The results of sensitivity analysis at various plasma albumin concentrations at constant BE are outlined in Fig. 2b (compared with the Figge-Fencl model and the later albumin-sensitive Van-Slyke equation). Due to the dilution of plasma volume by erythrocytes, the sensitivity to albumin concentration in full blood is lower than the sensitivity in plasma. The results of sensitivity analysis of phosphate concentration were negligible at this scale and are not shown.

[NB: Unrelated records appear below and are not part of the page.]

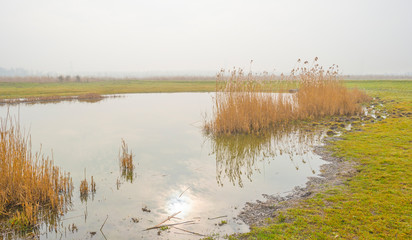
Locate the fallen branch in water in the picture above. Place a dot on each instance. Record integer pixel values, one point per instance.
(169, 225)
(195, 233)
(217, 217)
(104, 223)
(167, 219)
(184, 191)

We can also use the Combined model to show the composition of the plasma SID. The differences of SID composition for pCO2 titration and for change in BE in the full blood and in the plasma is shown in Fig. 3. Note the different profiles for plasma and for full blood, especially during the change in pCO2 – the SID independence on pCO2 no longer holds in full blood (as confirmed in other literature, e.g. [21]). In Fig. 2 we use semi-logarithmic axis scale visualisation (pH vs log(pCO2)) to be consistent with the SA nomogram and the SID composition in mEq/l for variable pCO2 and BE (added or removed H+ ions) in Fig. 3 to compare with the Figge-Fencl model.

Fig. 3
figure 3

Composition of the SID. For various BE (a), i.e. addition of strong acid or bases, and during pCO2 titration (b) for the Figge-Fencl model of plasma (FF, black dashed) and our Combined model (red solid). The SID is no longer the independent variable in full blood

The model can predict the effect of dilution with saline solution. Figure 4a shows the comparison of the reaction of full blood versus sole plasma to dilution in the closed system (i.e. the total CO2 is also diluted) and the open system (constant pCO2, as in vivo) during dilution, represented as a percentage of the original hemoglobin content. Here, the pH of the closed system is no longer insensitive to the dilution and the the open system is additionally buffered by the erythrocytes. Plotting the dependency of the HCO3 for the open system together with comparison to Figge-Fencl and recent Wolf [13] (reduced to plasma and erythrocyte compartments) models reveals, that the Combined model shows a perfect fit to measured values, as reproduced in [22] (Fig. 4b).

Fig. 4
figure 4

Prediction of dilution. a dilution with saline in the closed system, i.e. the pCO2 is also diluted (dashed) and in the open system, where the pCO2 is regulated to a constant level as in vivo (full line). b dilution predicted for the closed system – comparison with other models and with measured data, as reported in [21]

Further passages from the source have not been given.